Das palavras de Pio XII, há pouco transcritas, infere-se, todavia, a possibilidade de se apresentarem circunstâncias que imponham a obrigação de se suportar o aproveitamento do cadáver. É esse, aliás, um fenómeno observável a respeito de todos os deveres comuns não encabeçados em indivíduos determinados e que dá lugar àquelas requisições de pessoas ou de coisas a que, de um modo geral, se pode dar o nome de mobilização.

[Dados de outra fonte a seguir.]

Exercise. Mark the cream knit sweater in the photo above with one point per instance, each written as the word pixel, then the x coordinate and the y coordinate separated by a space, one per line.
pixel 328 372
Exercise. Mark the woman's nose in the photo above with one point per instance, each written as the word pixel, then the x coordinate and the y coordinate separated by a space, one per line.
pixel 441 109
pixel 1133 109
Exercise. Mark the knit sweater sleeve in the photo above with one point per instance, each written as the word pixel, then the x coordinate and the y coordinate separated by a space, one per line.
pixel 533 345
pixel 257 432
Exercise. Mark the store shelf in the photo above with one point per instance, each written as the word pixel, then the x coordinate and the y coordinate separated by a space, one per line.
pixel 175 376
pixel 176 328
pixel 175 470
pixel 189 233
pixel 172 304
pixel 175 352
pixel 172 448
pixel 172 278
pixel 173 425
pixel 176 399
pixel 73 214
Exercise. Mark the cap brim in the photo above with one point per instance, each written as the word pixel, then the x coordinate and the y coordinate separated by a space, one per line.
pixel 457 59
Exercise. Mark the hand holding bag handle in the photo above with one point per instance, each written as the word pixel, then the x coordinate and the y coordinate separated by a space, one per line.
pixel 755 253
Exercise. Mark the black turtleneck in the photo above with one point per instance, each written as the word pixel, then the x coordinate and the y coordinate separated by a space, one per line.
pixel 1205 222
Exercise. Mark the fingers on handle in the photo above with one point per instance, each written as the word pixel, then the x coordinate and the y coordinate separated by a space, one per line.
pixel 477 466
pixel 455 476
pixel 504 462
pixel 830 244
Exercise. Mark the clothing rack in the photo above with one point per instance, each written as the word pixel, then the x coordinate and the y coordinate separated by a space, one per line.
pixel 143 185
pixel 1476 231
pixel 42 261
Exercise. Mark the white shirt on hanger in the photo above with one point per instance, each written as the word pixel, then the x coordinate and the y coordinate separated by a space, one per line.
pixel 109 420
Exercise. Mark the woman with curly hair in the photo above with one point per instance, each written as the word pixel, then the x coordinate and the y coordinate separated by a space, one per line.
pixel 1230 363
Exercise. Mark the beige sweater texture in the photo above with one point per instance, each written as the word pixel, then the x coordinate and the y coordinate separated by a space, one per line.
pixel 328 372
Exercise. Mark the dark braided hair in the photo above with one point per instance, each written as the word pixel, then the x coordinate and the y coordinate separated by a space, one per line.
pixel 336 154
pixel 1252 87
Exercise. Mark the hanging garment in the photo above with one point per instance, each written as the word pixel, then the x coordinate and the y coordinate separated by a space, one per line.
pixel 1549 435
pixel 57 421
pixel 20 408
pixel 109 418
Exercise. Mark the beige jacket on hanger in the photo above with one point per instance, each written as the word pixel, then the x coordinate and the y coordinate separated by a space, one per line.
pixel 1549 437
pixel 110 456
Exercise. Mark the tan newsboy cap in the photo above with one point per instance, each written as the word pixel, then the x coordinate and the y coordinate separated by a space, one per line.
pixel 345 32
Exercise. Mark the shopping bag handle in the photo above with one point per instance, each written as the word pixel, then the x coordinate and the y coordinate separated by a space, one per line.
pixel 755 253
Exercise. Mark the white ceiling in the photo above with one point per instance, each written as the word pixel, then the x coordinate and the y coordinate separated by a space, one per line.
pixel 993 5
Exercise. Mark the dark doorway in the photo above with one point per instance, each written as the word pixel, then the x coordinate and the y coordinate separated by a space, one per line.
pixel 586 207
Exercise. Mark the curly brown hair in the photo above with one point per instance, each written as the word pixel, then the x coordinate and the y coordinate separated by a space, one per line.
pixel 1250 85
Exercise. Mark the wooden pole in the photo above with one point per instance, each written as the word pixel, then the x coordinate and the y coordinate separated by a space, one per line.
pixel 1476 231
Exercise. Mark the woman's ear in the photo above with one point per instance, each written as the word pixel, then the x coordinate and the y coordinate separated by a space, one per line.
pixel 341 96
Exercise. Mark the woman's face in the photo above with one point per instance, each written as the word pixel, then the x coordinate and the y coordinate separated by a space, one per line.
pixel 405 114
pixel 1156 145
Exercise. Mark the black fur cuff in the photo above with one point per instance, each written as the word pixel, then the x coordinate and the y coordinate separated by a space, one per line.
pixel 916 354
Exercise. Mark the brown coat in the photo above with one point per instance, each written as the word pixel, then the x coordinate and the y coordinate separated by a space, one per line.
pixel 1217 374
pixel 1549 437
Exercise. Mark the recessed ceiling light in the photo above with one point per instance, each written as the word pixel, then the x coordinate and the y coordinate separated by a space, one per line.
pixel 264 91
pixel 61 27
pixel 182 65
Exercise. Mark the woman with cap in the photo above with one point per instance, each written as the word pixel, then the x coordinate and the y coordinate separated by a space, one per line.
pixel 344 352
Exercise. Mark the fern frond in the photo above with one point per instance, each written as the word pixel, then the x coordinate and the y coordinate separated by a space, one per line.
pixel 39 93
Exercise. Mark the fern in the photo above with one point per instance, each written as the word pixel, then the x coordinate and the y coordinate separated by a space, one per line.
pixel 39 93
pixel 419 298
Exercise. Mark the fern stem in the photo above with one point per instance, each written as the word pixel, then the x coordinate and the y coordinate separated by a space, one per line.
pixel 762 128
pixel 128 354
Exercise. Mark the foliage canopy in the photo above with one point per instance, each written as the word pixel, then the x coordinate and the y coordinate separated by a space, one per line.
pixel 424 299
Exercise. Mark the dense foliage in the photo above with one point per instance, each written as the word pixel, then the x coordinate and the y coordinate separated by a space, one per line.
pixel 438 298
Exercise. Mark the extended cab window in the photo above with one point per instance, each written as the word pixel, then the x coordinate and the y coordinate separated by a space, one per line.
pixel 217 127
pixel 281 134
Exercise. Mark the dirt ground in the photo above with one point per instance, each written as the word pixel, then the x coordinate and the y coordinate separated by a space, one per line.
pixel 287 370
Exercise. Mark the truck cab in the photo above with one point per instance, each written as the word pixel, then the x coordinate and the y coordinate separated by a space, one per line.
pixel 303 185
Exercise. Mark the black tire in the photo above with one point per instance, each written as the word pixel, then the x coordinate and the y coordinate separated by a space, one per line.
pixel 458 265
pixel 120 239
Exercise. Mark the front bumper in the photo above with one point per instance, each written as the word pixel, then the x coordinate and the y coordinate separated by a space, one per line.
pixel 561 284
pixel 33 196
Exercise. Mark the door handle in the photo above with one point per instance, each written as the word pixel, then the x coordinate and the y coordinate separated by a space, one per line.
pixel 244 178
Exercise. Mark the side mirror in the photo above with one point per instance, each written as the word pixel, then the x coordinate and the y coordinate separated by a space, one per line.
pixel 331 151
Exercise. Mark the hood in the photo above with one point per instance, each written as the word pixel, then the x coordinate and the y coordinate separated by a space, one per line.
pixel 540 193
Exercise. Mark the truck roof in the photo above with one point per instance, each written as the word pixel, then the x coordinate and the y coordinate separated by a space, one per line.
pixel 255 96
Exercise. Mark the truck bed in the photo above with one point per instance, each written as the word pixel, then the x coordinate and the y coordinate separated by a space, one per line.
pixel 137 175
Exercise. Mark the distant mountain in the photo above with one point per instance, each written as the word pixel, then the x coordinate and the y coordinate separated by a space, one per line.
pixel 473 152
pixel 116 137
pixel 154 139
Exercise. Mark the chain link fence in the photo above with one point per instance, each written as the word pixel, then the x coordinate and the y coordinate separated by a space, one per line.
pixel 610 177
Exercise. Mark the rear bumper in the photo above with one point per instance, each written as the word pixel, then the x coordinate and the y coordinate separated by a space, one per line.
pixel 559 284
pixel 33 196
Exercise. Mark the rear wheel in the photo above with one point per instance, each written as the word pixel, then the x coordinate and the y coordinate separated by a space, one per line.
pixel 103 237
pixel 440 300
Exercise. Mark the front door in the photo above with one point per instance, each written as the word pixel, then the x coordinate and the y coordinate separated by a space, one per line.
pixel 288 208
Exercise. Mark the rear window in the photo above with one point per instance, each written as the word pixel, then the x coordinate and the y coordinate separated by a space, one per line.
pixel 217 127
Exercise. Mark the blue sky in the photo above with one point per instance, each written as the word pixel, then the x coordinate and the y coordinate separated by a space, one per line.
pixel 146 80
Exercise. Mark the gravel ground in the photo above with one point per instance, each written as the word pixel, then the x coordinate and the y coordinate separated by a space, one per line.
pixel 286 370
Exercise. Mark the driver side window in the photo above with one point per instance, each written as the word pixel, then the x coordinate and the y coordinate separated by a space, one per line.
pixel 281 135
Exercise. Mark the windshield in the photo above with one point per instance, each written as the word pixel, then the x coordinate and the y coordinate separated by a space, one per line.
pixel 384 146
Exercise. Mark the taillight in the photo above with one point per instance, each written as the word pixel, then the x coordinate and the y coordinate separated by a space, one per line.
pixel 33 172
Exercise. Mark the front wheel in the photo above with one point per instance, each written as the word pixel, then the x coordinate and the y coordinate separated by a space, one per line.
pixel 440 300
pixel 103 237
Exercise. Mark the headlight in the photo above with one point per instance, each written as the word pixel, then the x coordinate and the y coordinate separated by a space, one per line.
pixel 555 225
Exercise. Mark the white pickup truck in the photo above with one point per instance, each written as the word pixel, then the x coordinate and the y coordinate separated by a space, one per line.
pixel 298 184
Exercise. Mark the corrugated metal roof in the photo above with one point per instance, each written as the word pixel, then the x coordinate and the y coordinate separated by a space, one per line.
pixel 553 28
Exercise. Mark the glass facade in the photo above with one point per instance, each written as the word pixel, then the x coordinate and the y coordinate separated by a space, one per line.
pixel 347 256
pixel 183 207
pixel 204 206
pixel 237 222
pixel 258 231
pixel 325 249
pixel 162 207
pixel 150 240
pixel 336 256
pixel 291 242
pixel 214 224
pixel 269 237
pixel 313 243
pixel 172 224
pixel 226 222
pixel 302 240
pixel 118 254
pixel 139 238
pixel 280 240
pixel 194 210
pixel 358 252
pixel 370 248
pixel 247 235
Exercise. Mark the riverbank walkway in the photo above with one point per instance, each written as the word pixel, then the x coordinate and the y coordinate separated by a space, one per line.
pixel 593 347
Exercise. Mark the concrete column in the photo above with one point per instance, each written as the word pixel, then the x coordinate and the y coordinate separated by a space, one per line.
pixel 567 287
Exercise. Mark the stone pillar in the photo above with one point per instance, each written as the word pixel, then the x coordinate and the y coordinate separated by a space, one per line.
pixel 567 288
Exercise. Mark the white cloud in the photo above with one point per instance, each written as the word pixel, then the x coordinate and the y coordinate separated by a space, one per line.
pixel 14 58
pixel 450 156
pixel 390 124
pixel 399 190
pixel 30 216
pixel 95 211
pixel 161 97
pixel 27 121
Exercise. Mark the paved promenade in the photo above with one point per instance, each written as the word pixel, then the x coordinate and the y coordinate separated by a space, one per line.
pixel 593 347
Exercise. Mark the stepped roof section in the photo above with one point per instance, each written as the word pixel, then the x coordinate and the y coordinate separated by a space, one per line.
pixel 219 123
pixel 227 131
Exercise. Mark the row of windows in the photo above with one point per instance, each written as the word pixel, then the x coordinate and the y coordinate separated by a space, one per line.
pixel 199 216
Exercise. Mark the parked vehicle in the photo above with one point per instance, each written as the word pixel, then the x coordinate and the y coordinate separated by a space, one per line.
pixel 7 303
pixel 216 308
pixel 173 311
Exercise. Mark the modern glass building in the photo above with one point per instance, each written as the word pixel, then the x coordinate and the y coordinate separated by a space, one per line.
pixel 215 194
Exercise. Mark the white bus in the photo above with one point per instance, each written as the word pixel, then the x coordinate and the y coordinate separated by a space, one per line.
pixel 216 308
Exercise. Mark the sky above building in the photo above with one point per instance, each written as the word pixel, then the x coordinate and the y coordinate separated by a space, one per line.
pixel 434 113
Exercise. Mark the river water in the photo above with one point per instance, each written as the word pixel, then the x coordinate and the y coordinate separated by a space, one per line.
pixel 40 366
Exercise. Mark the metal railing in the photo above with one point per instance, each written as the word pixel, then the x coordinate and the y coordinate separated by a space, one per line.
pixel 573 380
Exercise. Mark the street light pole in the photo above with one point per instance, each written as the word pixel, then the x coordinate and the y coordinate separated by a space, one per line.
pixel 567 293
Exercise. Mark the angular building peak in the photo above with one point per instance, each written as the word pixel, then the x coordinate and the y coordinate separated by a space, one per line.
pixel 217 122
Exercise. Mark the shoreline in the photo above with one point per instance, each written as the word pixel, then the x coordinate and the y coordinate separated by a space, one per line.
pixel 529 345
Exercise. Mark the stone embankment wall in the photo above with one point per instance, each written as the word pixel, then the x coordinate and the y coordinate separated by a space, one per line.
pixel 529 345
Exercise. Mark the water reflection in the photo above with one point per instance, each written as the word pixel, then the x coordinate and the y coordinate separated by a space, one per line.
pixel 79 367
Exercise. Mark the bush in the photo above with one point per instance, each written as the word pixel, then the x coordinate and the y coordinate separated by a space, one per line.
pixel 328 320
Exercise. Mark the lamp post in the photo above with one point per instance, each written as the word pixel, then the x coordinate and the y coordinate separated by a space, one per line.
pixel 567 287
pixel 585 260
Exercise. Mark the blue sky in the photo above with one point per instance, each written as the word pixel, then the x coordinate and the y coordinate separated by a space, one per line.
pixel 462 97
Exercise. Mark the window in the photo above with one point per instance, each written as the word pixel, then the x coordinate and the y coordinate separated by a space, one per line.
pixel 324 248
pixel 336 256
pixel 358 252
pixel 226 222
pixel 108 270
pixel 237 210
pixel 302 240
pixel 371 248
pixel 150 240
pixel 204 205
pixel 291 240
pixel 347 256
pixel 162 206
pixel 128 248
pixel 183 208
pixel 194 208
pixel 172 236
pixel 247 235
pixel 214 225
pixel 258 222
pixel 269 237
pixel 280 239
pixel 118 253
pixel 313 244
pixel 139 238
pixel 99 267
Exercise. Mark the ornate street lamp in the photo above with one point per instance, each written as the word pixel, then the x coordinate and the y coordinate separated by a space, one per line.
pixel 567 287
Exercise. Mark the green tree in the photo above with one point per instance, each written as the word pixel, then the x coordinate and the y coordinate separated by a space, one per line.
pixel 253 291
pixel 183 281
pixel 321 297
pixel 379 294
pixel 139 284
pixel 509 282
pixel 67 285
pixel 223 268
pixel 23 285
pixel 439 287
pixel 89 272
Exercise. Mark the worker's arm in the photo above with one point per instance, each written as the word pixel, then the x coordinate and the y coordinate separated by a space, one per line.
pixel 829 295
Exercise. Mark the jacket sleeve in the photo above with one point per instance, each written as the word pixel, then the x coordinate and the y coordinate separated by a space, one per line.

Relativamente ao aproveitamento do cadáver poderia justificar-se a mobilização, por exemplo, por efeito de uma grande calamidade pública que exigisse apreciável quantidade de sangue ou de pele, e ainda em consequência do facto de todos os membros da sociedade se recusarem sistematicamente a prestar o seu corpo para a satisfação das necessidades comuns.

Temo-nos referido às situações individuais que podem corresponder à exigência do bem comum no tocante ao aproveitamento de cadáveres, mas o problema deve encarar-se também pelo aspecto das pessoas que hão-de beneficiar com esse aproveitamento.

O fundamento desse benefício é, também aqui, o bem com um e as correlativas exigências da caridade e da justiça legal. Mas, assim como o dever de prover a esse bem comum não tem sujeito individualizado, assim também parece não serem de reconhecer-se direitos concretos àquele benefício. Basta pensar-se em que, sendo esse benefício limitado às necessidades e às possibilidades (...)

(124) Citado discurso de 13 de Maio de 1956, no lugar referido, p. 24.